In my experience, if you define multiple data dirs, then what HDFS does is
something similar to "df <dir>" for each dir. If those dirs happen to be on
the same partition, then it basically adds up the size of the partition X
the number of dirs you listed. So if you have ~.9TB drive and HDFS shows
~2.6TB data then I'd imagine you have three DFS data dirs defined.
On another note:
>I'm assuming eventually HDFS will attempt to put too much data on this
node, and things will go Very Badly.
Don't use space reported in the GUI as an indicator of cluster health. The
situation you are referencing can happen even when the correct capacity is
reported for a node.
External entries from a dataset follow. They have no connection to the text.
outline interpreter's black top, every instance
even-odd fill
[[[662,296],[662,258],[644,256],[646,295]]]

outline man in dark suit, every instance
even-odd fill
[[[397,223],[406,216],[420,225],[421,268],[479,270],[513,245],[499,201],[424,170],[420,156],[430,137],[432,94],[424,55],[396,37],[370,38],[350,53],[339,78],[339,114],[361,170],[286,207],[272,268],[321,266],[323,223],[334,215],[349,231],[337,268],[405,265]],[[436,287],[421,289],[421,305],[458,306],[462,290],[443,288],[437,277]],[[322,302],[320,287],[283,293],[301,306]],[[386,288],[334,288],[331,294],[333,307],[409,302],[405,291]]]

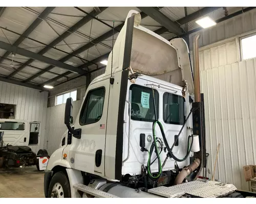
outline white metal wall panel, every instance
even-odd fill
[[[82,100],[74,101],[73,116],[74,121],[81,107]],[[64,113],[65,104],[47,108],[47,122],[46,125],[46,147],[51,155],[59,147],[60,140],[63,134],[67,130],[64,124]]]
[[[45,147],[48,96],[47,92],[0,82],[0,103],[16,105],[15,119],[41,122],[39,145],[30,146],[35,153]]]
[[[200,52],[207,164],[212,173],[220,143],[215,178],[248,190],[243,166],[256,163],[256,59],[237,62],[228,46]]]
[[[256,9],[218,23],[216,26],[200,31],[199,46],[207,45],[225,39],[256,30]],[[197,33],[189,35],[189,47]]]

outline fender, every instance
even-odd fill
[[[63,159],[62,152],[65,147],[60,148],[52,154],[48,161],[46,168],[47,170],[51,171],[56,166],[61,166],[67,168],[71,168],[69,162],[66,160]]]

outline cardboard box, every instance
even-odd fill
[[[251,178],[256,177],[256,165],[245,166],[243,168],[245,181],[248,182]]]

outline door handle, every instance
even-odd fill
[[[97,167],[101,164],[101,158],[102,157],[102,150],[98,149],[95,152],[95,165]]]

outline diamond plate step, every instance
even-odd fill
[[[203,198],[225,196],[237,190],[234,186],[221,182],[198,180],[176,186],[160,186],[148,192],[166,197],[177,197],[185,193]]]
[[[119,197],[111,194],[110,193],[106,193],[105,192],[89,187],[89,186],[81,184],[75,184],[73,186],[73,187],[77,190],[79,190],[79,191],[88,193],[98,198],[119,198]]]

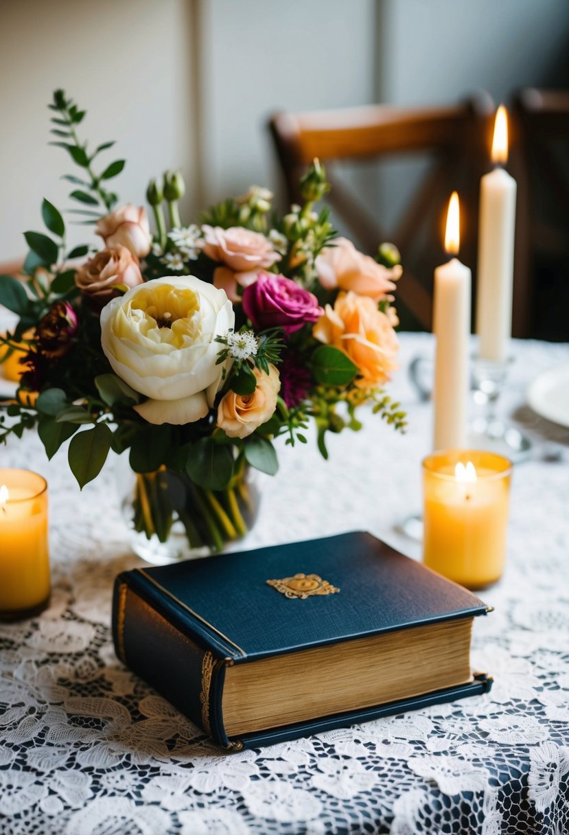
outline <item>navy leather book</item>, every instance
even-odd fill
[[[488,607],[370,534],[116,579],[118,657],[228,749],[488,690],[470,628]]]

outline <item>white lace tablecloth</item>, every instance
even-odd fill
[[[429,355],[404,334],[402,363]],[[0,625],[2,835],[394,835],[569,832],[569,430],[524,406],[527,382],[569,346],[514,342],[502,410],[531,433],[514,473],[507,569],[484,600],[473,657],[490,694],[257,751],[226,755],[114,656],[115,574],[125,545],[112,463],[80,493],[65,453],[35,435],[0,465],[49,483],[53,595],[36,620]],[[405,370],[392,387],[400,437],[370,415],[360,433],[282,450],[263,480],[252,547],[365,529],[405,553],[397,525],[420,508],[431,409]]]

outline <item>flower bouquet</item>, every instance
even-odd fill
[[[374,259],[335,237],[328,209],[315,210],[329,189],[317,160],[303,205],[284,216],[254,186],[189,225],[182,176],[167,171],[148,187],[153,235],[144,208],[115,208],[109,182],[124,160],[99,165],[113,143],[79,139],[85,111],[62,90],[49,108],[52,144],[79,170],[63,178],[77,205],[68,212],[94,225],[103,248],[68,249],[47,200],[48,234],[24,233],[23,281],[0,278],[0,303],[19,316],[0,337],[3,359],[22,352],[0,439],[37,426],[50,458],[70,439],[82,488],[111,449],[128,450],[125,506],[148,557],[174,533],[199,553],[243,536],[255,510],[250,468],[274,474],[274,439],[305,443],[310,418],[325,458],[326,433],[360,428],[363,403],[404,427],[383,391],[396,367],[399,254],[383,245]],[[184,553],[176,544],[160,559]]]

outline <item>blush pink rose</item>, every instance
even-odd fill
[[[250,272],[234,272],[229,266],[219,266],[214,271],[214,286],[218,290],[224,290],[228,299],[237,302],[241,301],[238,286],[248,287],[249,284],[254,284],[258,278],[258,270],[251,270]]]
[[[202,226],[204,243],[203,251],[212,261],[221,261],[234,272],[266,270],[280,256],[260,232],[241,226],[222,229],[221,226]]]
[[[144,206],[130,203],[115,209],[97,221],[95,232],[100,235],[105,246],[126,246],[137,258],[144,258],[152,246],[152,235]]]
[[[75,273],[79,290],[101,301],[110,299],[118,284],[136,287],[143,281],[138,262],[126,246],[109,246],[98,252]]]
[[[355,249],[347,238],[336,238],[333,246],[325,246],[315,261],[318,280],[325,290],[351,291],[369,296],[375,301],[387,298],[395,289],[400,266],[388,270],[370,256]]]
[[[243,309],[257,330],[282,327],[287,333],[308,321],[318,321],[322,308],[308,290],[272,273],[260,272],[254,284],[245,288]]]

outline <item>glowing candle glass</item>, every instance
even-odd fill
[[[38,614],[49,601],[48,484],[0,469],[0,620]]]
[[[511,462],[481,450],[450,449],[423,461],[423,561],[469,589],[501,576]]]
You have to keep in mind that balancing load/data
between nodes is more of a manual process (via running the balancer). So
just because the namenode knows how much space is on each node, that doesn't
mean that data will be evenly distributed.
So even if whats reported in the GUI is right, you should still be
monitoring things on a finer grained level than what is shown there.
On Mon, Jun 13, 2011 at 12:01 PM, Time Less <[EMAIL PROTECTED]> wrote:
> I have a datanode with a ~900GB hard drive in it:
> Filesystem Size Used Avail Use% Mounted on
> /dev/hda1 878G 384G 450G 47% /
> But the NameNode GUI shows 2.57TB:
> Node Last
> Contact Admin State Configured
> Capacity (TB) Used
> (TB) Non DFS
> Used (TB) Remaining
> (TB) Used
> (%) Remaining
> (%) Blocks hadoopnode2
> In Service
> I have three other nodes that are identical to this one, but they are all
> correctly defined in size. Does anyone know what would cause this? I'm
> assuming eventually HDFS will attempt to put too much data on this node, and
> things will go Very Badly.
> Tim Ellis
> Data Architect, Riot Games
> ps - Another mystery: the other three nodes have 0.56TB data each on them,
> but this one has only 0.37TB.